What can be done to mitigate air rage?

  1. Airlines must limit serving certain types of beverages in-flight.
  2. Cabin crew must have intensive familiarizing of procedures to deal with unruly passengers.
  3. Airlines must take strict action against unruly passengers, such as placing offenders on temporary or permanent no-fly lists, depending on their offences.

Tahboub said: "Creating strong policies that safeguard all parties are of utmost importance.”

Cabin crew need intensive training

While severe disruptive behaviour from passengers is still a rarity – and every flier is or should be aware of the consequences – any incident can be costly for airlines and causes delays.

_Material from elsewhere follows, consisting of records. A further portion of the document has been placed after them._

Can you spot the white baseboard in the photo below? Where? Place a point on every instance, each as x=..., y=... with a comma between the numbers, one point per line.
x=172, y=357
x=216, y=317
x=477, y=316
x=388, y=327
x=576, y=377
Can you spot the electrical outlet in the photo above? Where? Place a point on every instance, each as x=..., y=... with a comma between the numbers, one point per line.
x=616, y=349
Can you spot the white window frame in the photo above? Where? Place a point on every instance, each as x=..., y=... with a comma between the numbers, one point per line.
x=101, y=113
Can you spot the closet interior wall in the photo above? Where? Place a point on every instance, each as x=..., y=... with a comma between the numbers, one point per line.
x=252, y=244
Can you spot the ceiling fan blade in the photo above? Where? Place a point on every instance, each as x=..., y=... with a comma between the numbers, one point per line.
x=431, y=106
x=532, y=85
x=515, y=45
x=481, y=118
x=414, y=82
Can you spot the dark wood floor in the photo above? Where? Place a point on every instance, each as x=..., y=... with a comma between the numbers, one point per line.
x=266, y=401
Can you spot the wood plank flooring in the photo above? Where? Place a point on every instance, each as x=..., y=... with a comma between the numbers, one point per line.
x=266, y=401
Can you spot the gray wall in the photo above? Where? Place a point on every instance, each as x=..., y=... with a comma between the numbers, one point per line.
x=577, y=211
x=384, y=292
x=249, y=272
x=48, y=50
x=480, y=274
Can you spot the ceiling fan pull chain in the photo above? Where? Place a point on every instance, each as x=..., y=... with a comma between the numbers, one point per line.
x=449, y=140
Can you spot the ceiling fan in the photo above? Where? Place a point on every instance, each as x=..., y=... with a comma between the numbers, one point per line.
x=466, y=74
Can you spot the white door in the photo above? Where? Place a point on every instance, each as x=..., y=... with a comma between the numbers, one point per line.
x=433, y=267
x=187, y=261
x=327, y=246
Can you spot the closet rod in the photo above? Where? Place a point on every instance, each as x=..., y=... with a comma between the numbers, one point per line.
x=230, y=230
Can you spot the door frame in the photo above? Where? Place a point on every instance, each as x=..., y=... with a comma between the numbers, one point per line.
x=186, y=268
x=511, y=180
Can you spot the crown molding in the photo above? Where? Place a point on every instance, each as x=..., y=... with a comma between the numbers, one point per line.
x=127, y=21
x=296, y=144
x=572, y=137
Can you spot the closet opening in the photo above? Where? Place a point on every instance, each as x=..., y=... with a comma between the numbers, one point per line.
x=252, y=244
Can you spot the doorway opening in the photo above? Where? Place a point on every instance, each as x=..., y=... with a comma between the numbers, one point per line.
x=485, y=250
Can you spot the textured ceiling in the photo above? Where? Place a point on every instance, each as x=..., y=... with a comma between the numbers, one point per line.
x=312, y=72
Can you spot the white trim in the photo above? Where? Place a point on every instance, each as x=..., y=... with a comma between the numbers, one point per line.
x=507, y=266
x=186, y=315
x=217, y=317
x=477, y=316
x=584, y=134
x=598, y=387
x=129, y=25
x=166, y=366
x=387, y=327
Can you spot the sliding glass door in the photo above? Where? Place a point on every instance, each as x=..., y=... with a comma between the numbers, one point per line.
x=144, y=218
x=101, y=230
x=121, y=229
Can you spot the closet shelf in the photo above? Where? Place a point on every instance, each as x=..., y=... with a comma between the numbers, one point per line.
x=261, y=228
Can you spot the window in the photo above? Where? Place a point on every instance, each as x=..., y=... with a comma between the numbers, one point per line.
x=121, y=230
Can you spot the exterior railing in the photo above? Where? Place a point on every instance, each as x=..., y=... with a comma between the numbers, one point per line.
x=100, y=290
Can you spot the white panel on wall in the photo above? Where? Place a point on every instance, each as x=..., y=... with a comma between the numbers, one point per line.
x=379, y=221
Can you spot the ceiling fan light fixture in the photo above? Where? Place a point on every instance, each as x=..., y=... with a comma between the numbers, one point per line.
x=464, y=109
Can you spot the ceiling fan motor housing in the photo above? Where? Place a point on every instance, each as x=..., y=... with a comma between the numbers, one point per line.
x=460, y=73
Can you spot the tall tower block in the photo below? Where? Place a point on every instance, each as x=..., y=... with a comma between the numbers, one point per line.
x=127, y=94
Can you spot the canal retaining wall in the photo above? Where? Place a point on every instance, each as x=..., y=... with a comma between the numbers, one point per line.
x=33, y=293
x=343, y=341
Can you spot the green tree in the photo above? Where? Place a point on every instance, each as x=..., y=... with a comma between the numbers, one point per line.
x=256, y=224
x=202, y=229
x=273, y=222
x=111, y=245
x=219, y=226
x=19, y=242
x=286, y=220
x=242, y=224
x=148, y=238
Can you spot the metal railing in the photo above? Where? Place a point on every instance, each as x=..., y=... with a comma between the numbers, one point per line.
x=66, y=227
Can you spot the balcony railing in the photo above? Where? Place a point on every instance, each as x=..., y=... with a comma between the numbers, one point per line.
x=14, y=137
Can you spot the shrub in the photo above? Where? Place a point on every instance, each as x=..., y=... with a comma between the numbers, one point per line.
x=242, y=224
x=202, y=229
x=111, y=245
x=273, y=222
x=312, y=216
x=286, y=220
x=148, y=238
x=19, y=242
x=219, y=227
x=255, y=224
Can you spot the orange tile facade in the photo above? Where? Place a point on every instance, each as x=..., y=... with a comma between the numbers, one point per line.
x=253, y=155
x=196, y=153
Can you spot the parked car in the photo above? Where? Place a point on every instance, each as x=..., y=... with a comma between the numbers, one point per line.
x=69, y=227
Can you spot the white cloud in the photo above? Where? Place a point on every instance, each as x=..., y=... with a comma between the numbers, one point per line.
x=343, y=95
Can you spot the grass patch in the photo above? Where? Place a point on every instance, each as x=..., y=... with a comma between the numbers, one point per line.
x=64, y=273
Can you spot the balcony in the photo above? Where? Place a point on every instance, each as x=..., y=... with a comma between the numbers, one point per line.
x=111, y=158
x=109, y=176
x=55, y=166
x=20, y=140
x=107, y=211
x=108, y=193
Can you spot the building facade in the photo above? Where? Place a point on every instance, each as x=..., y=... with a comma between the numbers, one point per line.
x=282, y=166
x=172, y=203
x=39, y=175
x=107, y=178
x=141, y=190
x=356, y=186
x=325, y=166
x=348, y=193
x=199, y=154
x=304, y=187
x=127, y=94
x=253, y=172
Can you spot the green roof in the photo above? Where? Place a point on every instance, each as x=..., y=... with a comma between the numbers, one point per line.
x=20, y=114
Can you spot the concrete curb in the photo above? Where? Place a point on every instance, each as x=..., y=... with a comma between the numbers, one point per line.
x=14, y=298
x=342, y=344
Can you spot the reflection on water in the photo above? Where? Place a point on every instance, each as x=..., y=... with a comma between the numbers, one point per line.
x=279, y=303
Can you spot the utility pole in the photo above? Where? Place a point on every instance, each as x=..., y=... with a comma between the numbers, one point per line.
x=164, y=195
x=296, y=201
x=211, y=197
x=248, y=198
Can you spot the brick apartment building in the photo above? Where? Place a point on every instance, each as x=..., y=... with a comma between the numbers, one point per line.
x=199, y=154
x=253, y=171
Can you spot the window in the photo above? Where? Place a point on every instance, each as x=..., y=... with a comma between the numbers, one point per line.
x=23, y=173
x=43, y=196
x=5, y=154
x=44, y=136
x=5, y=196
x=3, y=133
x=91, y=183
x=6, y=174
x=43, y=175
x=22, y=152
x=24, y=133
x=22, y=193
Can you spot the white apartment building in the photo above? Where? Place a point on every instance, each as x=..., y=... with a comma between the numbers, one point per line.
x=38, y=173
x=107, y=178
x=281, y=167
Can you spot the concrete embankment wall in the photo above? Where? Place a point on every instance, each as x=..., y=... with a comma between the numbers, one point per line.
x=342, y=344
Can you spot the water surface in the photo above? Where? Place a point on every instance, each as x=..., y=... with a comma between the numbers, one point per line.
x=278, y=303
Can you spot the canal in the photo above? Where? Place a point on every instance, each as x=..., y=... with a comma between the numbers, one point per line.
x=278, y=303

Some flight instructors reckon that these skirmishes are becoming more frequent due to shorter training periods to meet the high demand for pilots and cabin crew.

"While most aviation watchdogs such as the Bureau of Civil Aviation Security in India have a module to deal with unruly passengers, the new crew members are only familiarised with the learning program,” said Khan. “They don't go through intensive training."

DGCA's prompt action following the incident on the Air India London-Delhi flight is an improvement in the larger scheme. However, much more must be done to ensure these instances don't keep repeating. The Tata Group is trying to change Air India's flavour, but bringing a new system into place will take more time. And staff shortage in the aviation sector is a reality that needs to be addressed immediately.

- Captain Shahnisha Sultan Khan, DGCA-approved Chief Flight Instructor

"That needs to change. From familiarising cabin crew on procedures to dealing with unruly passengers, they must undergo more intensive training."

The advent of social media bought more such cases under the public spotlight as co-passengers shoot videos of these incidents on their smartphones and share them online.

Recent in-flight skirmishes

  1. April 10, 2023: Delhi Police detained an 'unruly' passenger after he was de-boarded by Air India from its Delhi-London flight.
  2. January 31, 2023: A 45-year-old Italian woman allegedly punched a cabin crew member and spat on another on a Mumbai-bound Vistara flight.
  3. November 26, 2022: Shankar Mishra was arrested for allegedly urinating on a fellow passenger on board an Air India flight New York to Delhi. The Delhi Police arrested him on January 6 this year.
  4. November 13, 2022: A United Airlines flight attendant was sent to the hospital following an altercation with a passenger on a flight to Chicago.
  5. October 6, 2022: A passenger was accused of hitting a flight attendant in the back with a crutch on a Darwin-to-Sydney flight.
  6. September 22, 2022: A man punched a flight attendant in the back of the head on an American Airlines Flight from Mexico to Los Angeles.
  7. February 4, 2022: Delta removed two passengers from a flight at a Florida airport after one cursed at flight attendants.